There’s a movie showing now that offers, by example, an antidote to what ails this country. It stars Tom Hanks as Fred Rogers or “Mr. Rogers” as many of us would know him from his children’s show.

This dramatized story echoes an earlier documentary on the soft-spoken neighbor who always opened his show by slipping on a cardigan sweater and slippers. He was, astoundingly, the same man off-screen as on. The slow, gentle manner of speaking was not contrived for his show but a way to tread thoughtfully and gently as he engaged and encouraged people of all ages.

From his own childhood he carried scars that made him aware of trouble directed his way and anger and hurt in himself. His was the most human of reactions to that history…he didn’t want others to suffer as he did.

His message was that no one was perfect but everyone was important and could benefit by understanding themselves better, considering and appreciating others. He simplified his speech but not his insights and spoke honestly at all times respecting even his youngest visitors to think things over for themselves, find positive ways to deal with their feelings.

Such healing requires absolute trust and that responsibility shaped his integrity. Fred Rogers, Mr. Rogers, care, honesty, and dedication to others…all of one piece. Justifiably, he was hailed in a skeptically-inclined magazine article as a genuine American hero.

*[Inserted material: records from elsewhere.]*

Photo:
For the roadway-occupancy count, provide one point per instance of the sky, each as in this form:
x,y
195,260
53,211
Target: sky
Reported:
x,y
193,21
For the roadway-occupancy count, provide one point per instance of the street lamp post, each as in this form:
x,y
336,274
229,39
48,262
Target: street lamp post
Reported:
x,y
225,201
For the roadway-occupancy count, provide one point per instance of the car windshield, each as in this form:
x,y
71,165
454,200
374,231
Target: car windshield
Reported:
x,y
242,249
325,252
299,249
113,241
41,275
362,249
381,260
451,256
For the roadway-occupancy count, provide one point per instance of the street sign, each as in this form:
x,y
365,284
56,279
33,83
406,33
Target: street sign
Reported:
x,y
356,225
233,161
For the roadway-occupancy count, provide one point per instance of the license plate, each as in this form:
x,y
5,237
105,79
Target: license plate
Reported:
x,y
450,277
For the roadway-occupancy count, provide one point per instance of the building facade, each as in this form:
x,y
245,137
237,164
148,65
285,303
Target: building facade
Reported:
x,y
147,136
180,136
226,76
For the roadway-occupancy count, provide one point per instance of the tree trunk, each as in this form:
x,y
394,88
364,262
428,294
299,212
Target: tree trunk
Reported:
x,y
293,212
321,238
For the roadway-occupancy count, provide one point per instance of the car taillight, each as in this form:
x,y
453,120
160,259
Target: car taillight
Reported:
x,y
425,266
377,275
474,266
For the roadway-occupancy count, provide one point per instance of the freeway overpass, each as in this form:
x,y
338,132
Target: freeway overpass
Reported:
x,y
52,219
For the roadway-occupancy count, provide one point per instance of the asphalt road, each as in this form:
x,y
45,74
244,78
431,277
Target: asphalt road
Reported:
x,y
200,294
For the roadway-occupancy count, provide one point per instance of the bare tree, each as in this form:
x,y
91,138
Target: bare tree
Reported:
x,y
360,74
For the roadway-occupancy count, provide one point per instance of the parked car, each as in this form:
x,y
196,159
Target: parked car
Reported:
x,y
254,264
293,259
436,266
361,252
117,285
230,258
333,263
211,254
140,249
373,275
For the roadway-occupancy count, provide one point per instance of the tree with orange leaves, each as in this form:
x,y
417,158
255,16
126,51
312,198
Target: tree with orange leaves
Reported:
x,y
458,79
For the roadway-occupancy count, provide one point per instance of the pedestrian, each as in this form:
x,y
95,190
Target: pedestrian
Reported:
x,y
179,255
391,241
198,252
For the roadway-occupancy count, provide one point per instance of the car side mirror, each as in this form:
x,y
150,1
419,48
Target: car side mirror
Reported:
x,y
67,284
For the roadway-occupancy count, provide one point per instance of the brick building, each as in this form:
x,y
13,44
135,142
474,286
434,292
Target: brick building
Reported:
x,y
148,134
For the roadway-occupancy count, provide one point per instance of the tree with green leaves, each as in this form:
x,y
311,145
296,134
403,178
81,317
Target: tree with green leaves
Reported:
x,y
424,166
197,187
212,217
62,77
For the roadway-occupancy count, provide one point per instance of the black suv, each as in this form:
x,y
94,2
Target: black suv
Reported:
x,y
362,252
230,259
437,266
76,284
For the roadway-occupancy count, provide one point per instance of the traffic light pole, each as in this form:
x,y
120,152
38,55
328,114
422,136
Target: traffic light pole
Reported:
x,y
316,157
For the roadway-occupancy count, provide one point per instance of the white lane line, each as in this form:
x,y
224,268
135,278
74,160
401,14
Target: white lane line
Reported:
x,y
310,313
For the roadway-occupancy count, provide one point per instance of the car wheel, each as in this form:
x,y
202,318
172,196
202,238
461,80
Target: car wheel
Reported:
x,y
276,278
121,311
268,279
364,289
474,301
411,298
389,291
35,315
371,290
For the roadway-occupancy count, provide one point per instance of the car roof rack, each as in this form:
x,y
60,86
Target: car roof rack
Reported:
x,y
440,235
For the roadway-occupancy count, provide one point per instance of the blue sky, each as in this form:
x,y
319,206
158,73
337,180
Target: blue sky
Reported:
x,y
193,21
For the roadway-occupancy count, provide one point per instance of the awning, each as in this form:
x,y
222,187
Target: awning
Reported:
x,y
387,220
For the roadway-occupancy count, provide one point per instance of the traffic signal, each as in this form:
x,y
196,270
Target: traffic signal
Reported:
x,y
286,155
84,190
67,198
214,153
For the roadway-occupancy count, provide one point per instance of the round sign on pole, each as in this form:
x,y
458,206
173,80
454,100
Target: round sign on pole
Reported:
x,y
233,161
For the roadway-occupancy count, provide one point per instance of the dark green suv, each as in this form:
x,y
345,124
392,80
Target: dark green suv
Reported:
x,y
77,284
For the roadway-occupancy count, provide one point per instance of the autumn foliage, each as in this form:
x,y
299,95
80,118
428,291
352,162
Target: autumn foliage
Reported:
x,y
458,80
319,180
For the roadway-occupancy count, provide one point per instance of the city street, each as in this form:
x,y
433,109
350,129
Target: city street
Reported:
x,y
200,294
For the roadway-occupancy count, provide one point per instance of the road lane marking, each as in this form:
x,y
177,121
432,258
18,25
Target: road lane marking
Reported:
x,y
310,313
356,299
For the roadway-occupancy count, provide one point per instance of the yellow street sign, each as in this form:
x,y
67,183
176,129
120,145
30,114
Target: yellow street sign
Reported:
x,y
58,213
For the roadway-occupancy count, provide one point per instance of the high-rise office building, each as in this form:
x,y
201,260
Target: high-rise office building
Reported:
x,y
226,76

His life begs the question, “Why should that standard be beyond us on a personal level and for the people we select, as our best, to represent us in government?”

If troubled children primed to lash out and disillusioned adults awash in cynicism were his target audience how different from that are we as a nation? How does President Trump’s approach rate for healing our country?

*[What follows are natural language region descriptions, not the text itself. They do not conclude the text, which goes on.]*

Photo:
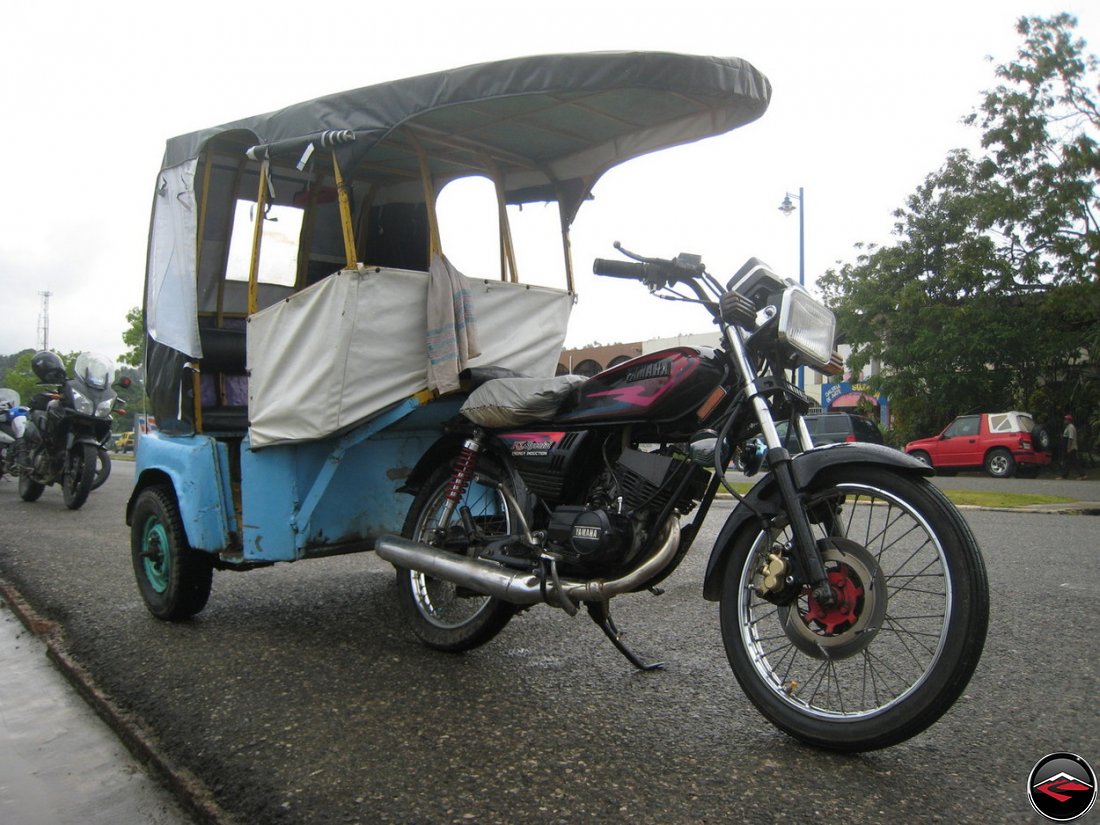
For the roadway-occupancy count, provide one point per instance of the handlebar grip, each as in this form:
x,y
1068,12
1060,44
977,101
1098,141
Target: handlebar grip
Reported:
x,y
618,268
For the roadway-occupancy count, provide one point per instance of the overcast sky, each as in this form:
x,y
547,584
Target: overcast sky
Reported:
x,y
867,101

No matter how hard we squint, I think we all know Donald Trump does not feel obligated to speak the truth. His approach is more aligned with expediency than integrity.

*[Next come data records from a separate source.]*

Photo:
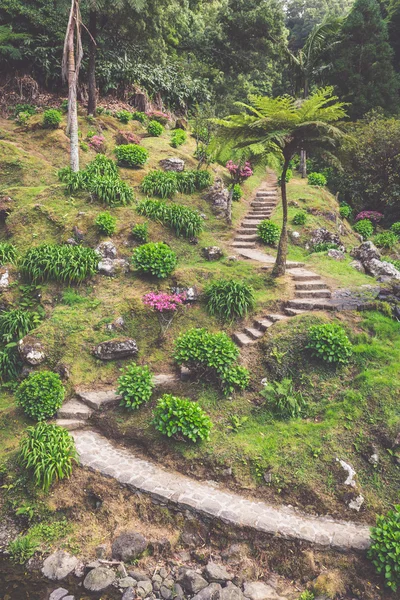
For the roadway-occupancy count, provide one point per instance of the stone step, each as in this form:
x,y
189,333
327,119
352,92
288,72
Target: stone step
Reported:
x,y
310,304
310,285
325,293
242,339
71,424
255,334
263,324
74,409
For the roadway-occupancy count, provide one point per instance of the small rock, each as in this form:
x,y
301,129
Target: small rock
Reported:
x,y
128,546
99,579
59,565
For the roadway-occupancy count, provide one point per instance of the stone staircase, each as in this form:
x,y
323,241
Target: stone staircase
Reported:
x,y
261,209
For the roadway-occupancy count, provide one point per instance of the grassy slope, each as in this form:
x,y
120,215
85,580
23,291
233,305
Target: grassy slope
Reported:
x,y
348,410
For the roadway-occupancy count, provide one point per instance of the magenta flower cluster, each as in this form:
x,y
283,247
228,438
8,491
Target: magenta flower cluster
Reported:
x,y
238,171
372,215
163,302
96,142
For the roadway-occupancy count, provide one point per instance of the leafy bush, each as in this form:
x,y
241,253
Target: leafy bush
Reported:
x,y
396,228
8,253
183,220
283,398
300,218
50,452
214,355
364,228
106,224
178,137
131,155
71,264
316,179
40,395
16,324
140,232
154,128
158,183
268,232
135,385
124,116
51,118
155,258
175,416
385,547
345,211
330,343
386,239
229,299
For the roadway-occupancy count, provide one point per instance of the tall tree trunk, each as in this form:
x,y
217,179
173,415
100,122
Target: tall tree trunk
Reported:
x,y
280,263
92,100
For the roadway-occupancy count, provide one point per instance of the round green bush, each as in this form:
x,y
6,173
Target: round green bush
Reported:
x,y
316,179
51,118
48,450
135,386
131,155
330,343
40,395
396,228
180,417
385,547
268,232
300,218
154,128
155,258
364,228
229,299
106,224
386,239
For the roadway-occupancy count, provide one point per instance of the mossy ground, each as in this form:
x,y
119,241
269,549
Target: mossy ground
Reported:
x,y
350,410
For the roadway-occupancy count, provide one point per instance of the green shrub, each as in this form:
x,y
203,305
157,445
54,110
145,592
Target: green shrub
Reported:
x,y
364,228
285,402
158,183
135,385
237,192
385,547
40,395
51,118
178,137
396,228
8,253
316,179
300,218
131,155
16,324
50,452
330,343
154,128
106,224
155,258
345,211
268,232
183,220
140,232
386,239
229,299
178,417
124,116
70,264
213,355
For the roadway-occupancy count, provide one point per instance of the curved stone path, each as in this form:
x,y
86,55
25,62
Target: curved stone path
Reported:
x,y
176,490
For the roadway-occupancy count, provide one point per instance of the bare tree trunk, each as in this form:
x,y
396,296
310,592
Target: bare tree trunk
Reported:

His empathy is also not as principled as “everyone is important.” He tends to favor “winners” (by any means), the well-heeled, autocrats, and mostly of course, himself (because he checks all those boxes).

Mr. Rogers’ guiding star was people at peace with themselves and one another.

And here is Donald Trump’s gravest failing and abuse of power. Harmony does not recruit him an ego-feeding army of loyal followers. To achieve that he has goaded people — good decent people primarily, already hurting economically or socially — and told them to resent liberals who are characterized as looking down their noses at them.

He repeatedly brands his scapegoats as “elites” and thereby drives home a potent wedge of wounded self-respect into our nation. It has worked. We are well and truly split. Issues are no longer thought through, they are simply assigned the labels of “ours” or “theirs” and the battlelines are drawn.

Getting a voting bloc to look the other way with wrongdoing or forget their principles is easy peasy when people will die to maintain their sense of worth.

Anorexics will starve themselves to death for it. It is the cruelest and most invisible type of manipulation. It’s use defines how Donald Trump stands in relation to Fred Rogers. Can you say, “Anti-hero?"